Global Health: Fight to Prevent a Newborn Infection Receives a Lift



A nurse tied a newborn’s umbilical cord in a hospital in Sierra Leone. Infections in umbilical cord stumps kill many newborns.

Daniel Berehulak for The New York Times

A gel used to prevent infections in the umbilical cord stumps of newborns was endorsed by the European Medicines Agency last week, an important step toward distribution of the disinfectant in poor countries.

Infections of the stump, after it is cut and clamped or tied, kill many newborns. Families and midwives have been known to put butter, turmeric, ash, cow dung and even rat feces on stumps to promote healing; many babies die of tetanus.

The new gel, a joint venture of Save the Children and the pharmaceutical company GSK, contains chlorhexidine, also used in a disinfectant mouthwash the company makes.

The gel, called Umbipro, needs no refrigeration and comes in a sachet that can be opened without scissors.

In 2012, a United Nations commission estimated that such a product could save almost 85,000 babies a year.

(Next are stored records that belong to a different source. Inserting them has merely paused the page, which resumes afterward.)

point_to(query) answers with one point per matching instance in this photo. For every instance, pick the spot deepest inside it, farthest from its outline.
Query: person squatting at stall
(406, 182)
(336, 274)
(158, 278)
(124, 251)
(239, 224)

Save the Children advised the company on what to put on the pictorial instructions that come with the gel, said Dr. Pauline Williams, GSK’s head of global health research and development.

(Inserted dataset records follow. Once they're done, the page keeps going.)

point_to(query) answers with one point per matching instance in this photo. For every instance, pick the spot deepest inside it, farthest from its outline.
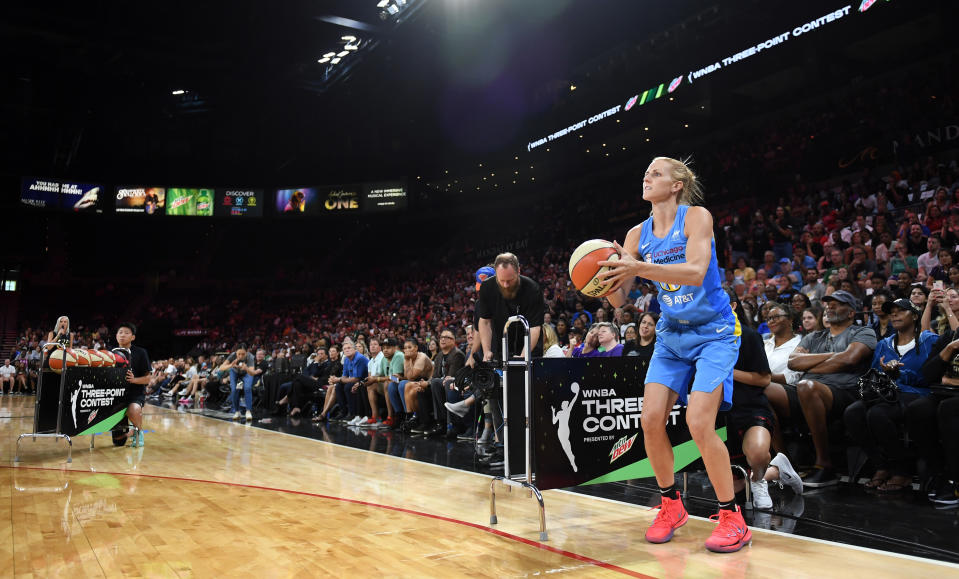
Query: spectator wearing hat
(930, 259)
(875, 428)
(831, 362)
(786, 271)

For example, the nonprofit suggested that a baby be shown in an illustration wearing a warming cap, and officials discouraged use of a diagram showing an eye with a red slash through it, intended to indicate the gel is not for use in eyes.

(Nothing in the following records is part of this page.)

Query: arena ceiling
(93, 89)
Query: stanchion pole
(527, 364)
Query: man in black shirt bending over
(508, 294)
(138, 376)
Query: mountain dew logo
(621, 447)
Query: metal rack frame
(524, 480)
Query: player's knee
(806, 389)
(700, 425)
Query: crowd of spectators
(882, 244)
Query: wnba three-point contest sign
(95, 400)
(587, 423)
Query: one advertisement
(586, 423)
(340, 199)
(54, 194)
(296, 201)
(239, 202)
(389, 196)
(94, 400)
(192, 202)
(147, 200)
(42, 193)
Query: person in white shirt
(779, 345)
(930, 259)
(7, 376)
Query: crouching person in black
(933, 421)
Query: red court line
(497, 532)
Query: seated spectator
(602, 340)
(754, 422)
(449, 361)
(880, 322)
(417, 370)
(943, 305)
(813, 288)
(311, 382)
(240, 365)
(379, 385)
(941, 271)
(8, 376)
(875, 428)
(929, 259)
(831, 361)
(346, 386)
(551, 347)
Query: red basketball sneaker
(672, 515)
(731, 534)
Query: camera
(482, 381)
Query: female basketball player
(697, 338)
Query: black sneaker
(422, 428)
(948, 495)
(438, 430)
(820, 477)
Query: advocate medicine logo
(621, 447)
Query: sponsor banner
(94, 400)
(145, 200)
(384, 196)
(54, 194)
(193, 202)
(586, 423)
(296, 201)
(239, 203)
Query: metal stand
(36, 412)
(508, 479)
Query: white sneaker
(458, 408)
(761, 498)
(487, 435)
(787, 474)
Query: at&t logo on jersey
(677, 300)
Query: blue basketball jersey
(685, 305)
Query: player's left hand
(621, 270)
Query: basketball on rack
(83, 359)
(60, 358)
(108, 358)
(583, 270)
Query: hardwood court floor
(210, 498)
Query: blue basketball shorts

GSK will initially make six million sachets and sell them at cost. The company will not patent the design and will help small manufacturers in poor countries make their own versions, Dr. Williams said.

In 2011, the World Health Organization released a list of 30 basic, inexpensive drugs or items that every clinic in the world should have to save mothers’ and children’s lives. Chlorhexidine disinfectant was on the list, along with antibiotics, intravenous saline, zinc, oral rehydration solution and other simple interventions.

In 2010, an American study of hospital infections found that washing the skin with a chlorhexidine-alcohol solution before surgery resulted in far fewer postoperative infections than the povidone-iodine solution that most hospitals used.